Tribes and their properly structured business enterprises are not subject to federal income tax and qualify for certain other benefits under federal tax laws, providing significant planning opportunities. Tribes have federal tax reporting and withholding obligations concerning employees, vendors, and customers, particularly for gaming operations. Also, the manner in which tribal programs and payments to members are structured affects whether those benefits are taxed and at which rate. We work with tribes to plan and execute transactions in all these areas in the best interest of the tribe and its members.

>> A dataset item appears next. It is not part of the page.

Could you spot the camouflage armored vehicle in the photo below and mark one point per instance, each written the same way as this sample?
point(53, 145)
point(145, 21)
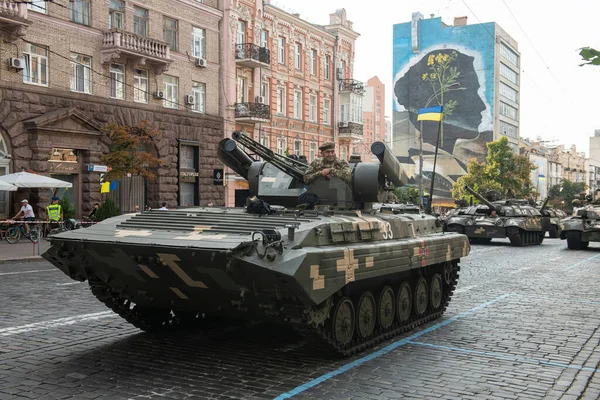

Tribes and their members have broad immunities from state taxes for transactions and business done on reservations, but face controversies regarding state authority to collect taxes on non-members within Indian country. We represent tribes in litigation (and negotiation) to prevent the unlawful imposition of state taxes. We also assist with tribal planning to maximize the business and economic opportunities provided by tribal immunities from state tax.
In addition, we work with tribes to help them make known to non-Indian partners the tax advantages of doing business with a tribe and to structure transactions for the greatest benefit of the tribe and its partner. We do not represent non-Indian entities doing business with tribes.
Finally, a part of our legislative practice is to protect Indian tax privileges and immunities, including advocating for tribal interests in connection with legislation such as the Tribal General Welfare Exclusion Act of 2014.